Giving a Hoot about Northern Spotted Owls
Northern spotted owl populations are declining in the Pacific Northwest region of the United States due to habitat loss and competition from other owl species. The owls live in forests with old-growth conditions, such as areas with varied-aged trees and multi-layered canopies, therefore maintaining such forest areas is critical to their survival. Government regulation and environmentally conscious forestry practices can lead to improved habitat outcomes for the owls.

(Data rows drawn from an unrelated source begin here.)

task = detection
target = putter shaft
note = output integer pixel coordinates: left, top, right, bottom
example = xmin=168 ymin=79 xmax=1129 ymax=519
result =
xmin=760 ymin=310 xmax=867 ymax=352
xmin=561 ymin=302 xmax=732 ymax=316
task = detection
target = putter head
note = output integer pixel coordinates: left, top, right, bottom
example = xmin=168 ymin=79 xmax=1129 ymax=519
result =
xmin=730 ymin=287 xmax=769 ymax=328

As part of an acquisition in the region, New Forests studied forest characteristics to better understand the local northern spotted owl population and habitat. The survey identified the presence of foraging and nesting habitat on the property, as well as significant critical owl habitat on adjacent federal lands. The team built these considerations into a detailed harvest model that was used to develop a management plan that protects owl habitat. While identification of threatened and endangered species on a potential investment site may be viewed a material risk due to regulatory restrictions and oversight, New Forests believes that with responsible forest management practices the presence of such species can be viewed as a benefit. This is because the management can create positive biodiversity impacts by accounting for habitat and behavioural needs. New Forests uses forest modelling approaches to identify management regimes that optimise biodiversity conservation alongside other forest management objectives.
The spotted owl planning approach showcases how New Forests commits to biodiversity best practices throughout the investment process to encourage better outcomes for vulnerable species.